Furthermore, because Alice is over-tuned with the BPD, we never reach that necessary empathy/sympathy level towards the disease. The film wants us to feel sorry for her and better respect her condition, but it has a hard time getting to that point without eye-rolling shock gags balanced with lame predictability. Those two huge ideals were supposed to be what "Welcome to Me" hung its hat on at the end of the day, but the showmanship deflated and stole any strength to do that. This one is for extreme Kristen Wiig fans only.
LESSON #1: THE TRAITS OF BORDERLINE PERSONALITY DISORDER-- Despite them being dialed up to 11 and mixed disproportionately, the symptoms visible in Alice Klieg are, on some level, real aspects of BPD. The instability, idealization and devaluation of other people, fluctuating self-image, irritability, and the swings between the interpreted and actual senses of success and disappointment are all on display in a quirky portrait that leaves out the unsightly anger and volatility that can really be lying under the surface from the outward parts we giggle at but shouldn't.

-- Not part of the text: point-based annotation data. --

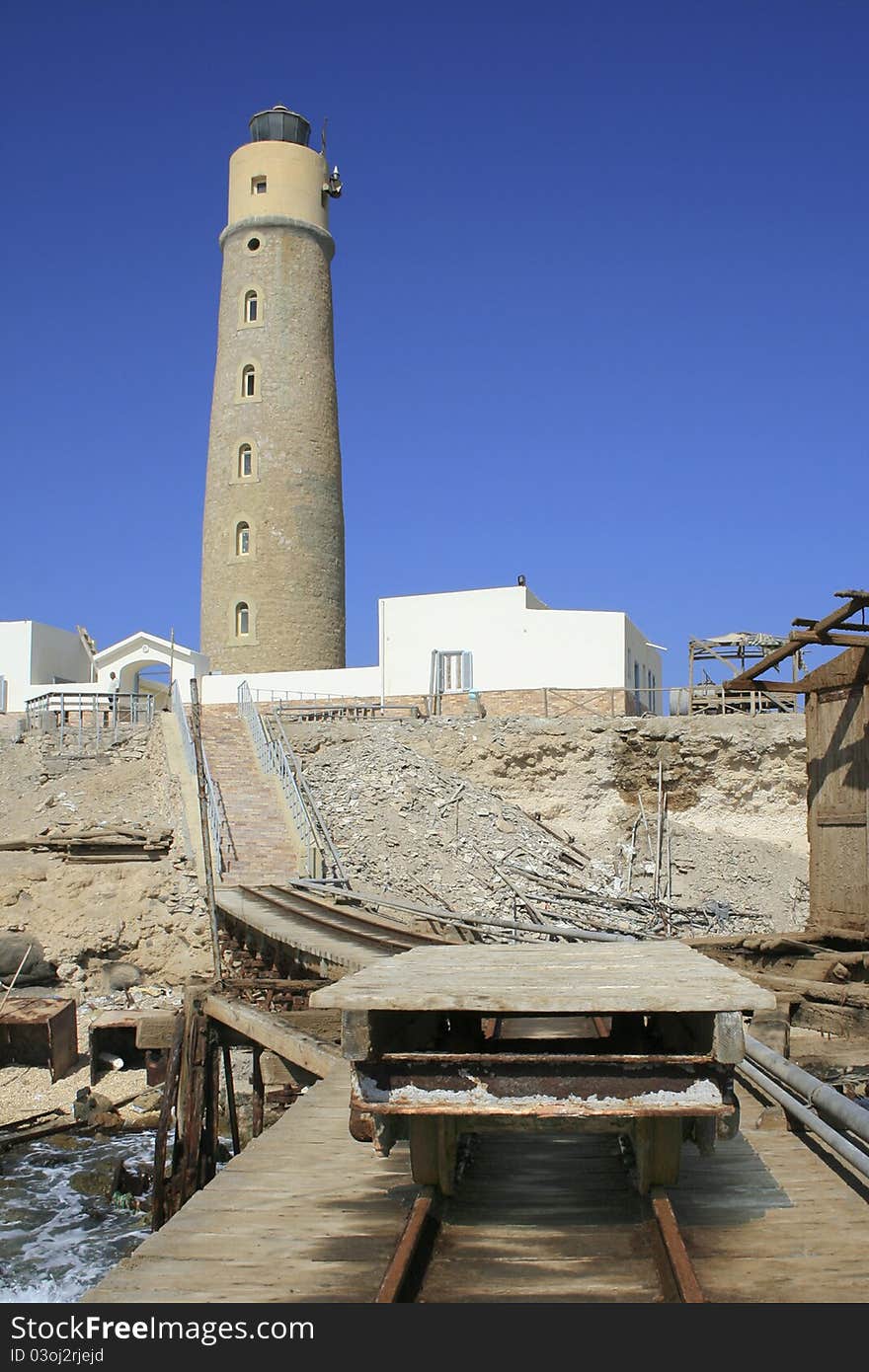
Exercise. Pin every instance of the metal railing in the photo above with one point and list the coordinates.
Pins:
(90, 717)
(218, 825)
(276, 757)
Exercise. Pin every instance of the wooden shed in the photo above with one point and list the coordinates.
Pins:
(837, 746)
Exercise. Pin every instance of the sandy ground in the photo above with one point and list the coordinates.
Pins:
(24, 1091)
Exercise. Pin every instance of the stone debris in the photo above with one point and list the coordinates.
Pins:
(405, 823)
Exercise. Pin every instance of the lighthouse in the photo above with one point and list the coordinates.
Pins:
(274, 537)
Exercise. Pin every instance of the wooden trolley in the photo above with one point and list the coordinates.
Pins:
(639, 1038)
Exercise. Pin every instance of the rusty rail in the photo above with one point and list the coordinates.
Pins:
(678, 1279)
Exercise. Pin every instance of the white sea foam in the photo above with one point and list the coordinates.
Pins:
(55, 1244)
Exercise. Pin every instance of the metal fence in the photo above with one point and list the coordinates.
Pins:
(277, 757)
(98, 718)
(218, 825)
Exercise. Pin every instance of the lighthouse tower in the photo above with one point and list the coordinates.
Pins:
(274, 535)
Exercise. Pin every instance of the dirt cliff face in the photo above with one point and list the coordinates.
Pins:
(736, 794)
(90, 915)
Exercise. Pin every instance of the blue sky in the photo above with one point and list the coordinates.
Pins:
(600, 299)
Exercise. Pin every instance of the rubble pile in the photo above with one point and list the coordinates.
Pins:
(405, 823)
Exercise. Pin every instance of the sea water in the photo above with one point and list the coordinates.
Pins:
(56, 1241)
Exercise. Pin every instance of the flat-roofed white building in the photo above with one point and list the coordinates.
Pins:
(502, 647)
(38, 653)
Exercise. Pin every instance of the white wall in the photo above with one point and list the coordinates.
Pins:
(56, 651)
(15, 660)
(38, 651)
(132, 654)
(515, 645)
(640, 653)
(217, 689)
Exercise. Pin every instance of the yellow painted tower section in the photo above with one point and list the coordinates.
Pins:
(274, 537)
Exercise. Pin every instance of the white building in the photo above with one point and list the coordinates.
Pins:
(502, 644)
(38, 653)
(36, 658)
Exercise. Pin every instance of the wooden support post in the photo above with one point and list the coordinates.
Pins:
(203, 823)
(658, 1144)
(231, 1107)
(193, 1105)
(259, 1097)
(171, 1093)
(207, 1164)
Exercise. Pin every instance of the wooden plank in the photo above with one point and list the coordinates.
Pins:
(530, 980)
(272, 1030)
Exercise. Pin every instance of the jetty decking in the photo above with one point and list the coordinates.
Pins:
(303, 1213)
(306, 1213)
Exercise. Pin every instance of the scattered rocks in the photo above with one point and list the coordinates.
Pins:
(121, 975)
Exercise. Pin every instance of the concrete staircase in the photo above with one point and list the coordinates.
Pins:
(267, 848)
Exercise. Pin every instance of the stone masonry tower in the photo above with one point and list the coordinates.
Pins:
(274, 535)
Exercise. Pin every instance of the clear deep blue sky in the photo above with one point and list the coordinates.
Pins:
(600, 299)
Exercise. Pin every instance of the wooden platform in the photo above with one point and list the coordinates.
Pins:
(548, 978)
(763, 1219)
(303, 1213)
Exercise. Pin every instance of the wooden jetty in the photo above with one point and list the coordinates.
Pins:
(636, 1038)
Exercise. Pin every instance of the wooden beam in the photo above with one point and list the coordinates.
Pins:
(836, 616)
(776, 688)
(834, 639)
(272, 1031)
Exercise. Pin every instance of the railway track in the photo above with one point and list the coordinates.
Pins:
(298, 932)
(558, 1220)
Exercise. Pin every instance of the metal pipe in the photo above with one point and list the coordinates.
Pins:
(824, 1098)
(848, 1151)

LESSON #2: MONEY CAN ENABLE A NEW LIFE BUT NOT CURE LIFE'S TROUBLES-- Alice thinks doing "Welcome to Me" is her chance to become famous and elevate herself to the world. She thinks that notoriety can correct all of the wrong that has happened to her in the past before this point of have the money and means to create your own television show. As part of the disease, she believes in her view and path 100%, without thoughts of consequence, and the money becomes an enabler. As it turns out, money gave her the platform, but it really didn't fix any of troubles in life. Those can only be fixed by the person, not with a check.
LESSON #3: PEOPLE WILL WATCH ANYTHING ON TELEVISION, ESPECIALLY TRAINWRECKS -- The public's appetite of new and interesting television is voracious and insatiable. That hunger is even greater for the unscripted and unexpected. The enormous movement over the last 20 years towards so-called "reality television," whether MTV-bases shared houses, bearded duck hunters down south, crab fisherman in Alaska, redneck beauty pageant children and their moms, or spoiled celebrity families, shows that people want to watch the weirdness of others. They want to hate-watch other people's flaws, more often than not to laugh at others and feel better about themselves. Rarely do any of the subjects of those shows ever come out looking good. The whole cycle is sickening when you think about it. On a fictional level, "Welcome to Me" and the exploits of its Alice amplify the idea that people really will watch anything.